If calc_X returns a proxy object, the get is performed automatically on first use, and the synchronization is handled automatically for you 'in the background', otherwise the code would look like:

@process()
def calc_a(foo, bar=0):
    return foo + bar
@process()
def calc_b(foo, bar=0):
    ...
@process()
def calc_c(foo, bar=0):
    ...
@process()
def calc_d(foo, bar=0):
    ...

a = calc_a(x, z)
b = calc_b(x, z)
c = calc_c(x, z)
d = calc_d(x, z)

result = (a.get() * b.get())
if result > pp:
    result += (c.get() * d.get())
else:
    result -= (d.get() / c.get())

I find it interesting because nowadays things tend to go into the closure's way, which IMHO are more confusing for this type of cases, the same code with closures 'a la javascript' or dart is indeed longer and a bit more obfuscated.
We did brainstorm further with Matteo and got some other interesting ideas that could be tried, imagine for example the decorator:

@parallel()
def calc_a(foo, bar=0):
    return foo + bar

The 'parallel' implementation could execute it threaded, or as a separate process or even as a remote process on another machine, of course it is not quite trivial to do neither to know beforehand what would be most efficient but there's the challenge! and an interesting one, you could give hints or preferences about where to execute, or collect timming information on the fly and use it later... quite interesting...

But then again, the post is getting quite long and I already started to babble.

-Mat

Monday, March 3, 2014

X ray vision for Murphy, real soon.

Yez, after poking around and some heavy coding, I'm almost ready to roll a new version with experimental support for x-rays.

What's that? as posted earlier, Murphy can see now when an application writes to disk, uses the network or registry and relate that information to the user interface, opening interesting possibilities in the automatic extraction of the user interface, it has some other uses too, for example a user pointed me out that it helps him when he does penetration testing to quickly point part of the surface area for attacks, more to come on that later.

Here's a demo / test app with  latest stuff.



And this is how does it looks if you click on those icons


The feature is still in an early stage so it will change and adapt based on usage and feedback.
Here's a closer look at the icons, which I pulled from the tango project (except for the registry icon that I draw myself)


Took a bit since I fixed other stuff on the way, plan is tomorrow or latest by wednesday to commit it to github. Check then if you're anxious to try it out.

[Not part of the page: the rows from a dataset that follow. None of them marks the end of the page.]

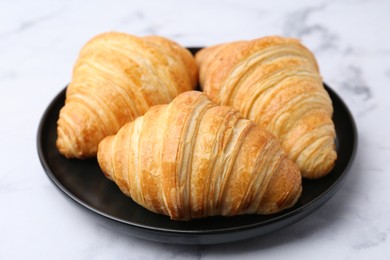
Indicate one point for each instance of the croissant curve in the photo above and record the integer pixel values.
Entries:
(193, 159)
(275, 82)
(116, 78)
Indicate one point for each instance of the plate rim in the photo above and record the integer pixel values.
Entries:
(290, 213)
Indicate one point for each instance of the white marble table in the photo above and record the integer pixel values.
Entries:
(39, 42)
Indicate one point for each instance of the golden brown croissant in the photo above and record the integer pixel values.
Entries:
(275, 82)
(116, 78)
(192, 159)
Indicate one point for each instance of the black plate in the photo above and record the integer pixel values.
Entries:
(85, 184)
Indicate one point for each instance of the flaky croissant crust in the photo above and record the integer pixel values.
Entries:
(118, 77)
(192, 159)
(275, 82)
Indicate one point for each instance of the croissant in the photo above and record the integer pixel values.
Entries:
(192, 159)
(117, 78)
(275, 82)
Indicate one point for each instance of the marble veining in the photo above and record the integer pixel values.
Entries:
(298, 26)
(39, 42)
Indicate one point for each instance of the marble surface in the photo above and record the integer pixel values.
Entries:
(39, 42)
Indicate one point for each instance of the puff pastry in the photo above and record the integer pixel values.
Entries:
(117, 78)
(192, 159)
(275, 82)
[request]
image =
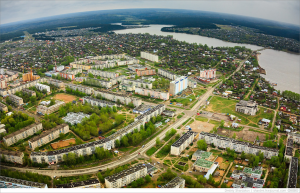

In related news, there's quite some debt to be paid in the code, and just found out a nice piece of code to help me with some parts of it.
The web server does execute some stuff as separated processes as a way to maintain the web server stability and the code is a bit green, never matured enough, so this library (Pebble) is super cool for that, from the page:

@process(timeout=10)
def do_job(foo, bar=0):
    return foo + bar

That's all it takes! then you simply call do_job(1).get() as if it were a normal function!
Just to drool a bit... it even takes care of handling any exception it may raise, including stack trace and bring it back to the caller process, it is just damn cool!
Of course, the fine print is that anything you pass as parameter or return as result must be pickable but then again that is not an issue in most cases.

The decorator does the magic and returns a task object, on the task object you call .get(), that's why instead of
   do_job(1)
I wrote
  do_job(1).get()

I wonder if it could be simplified as much as to not to even have to use the get(), that'd be awesome.

Kudos to Matteo for the nice job there!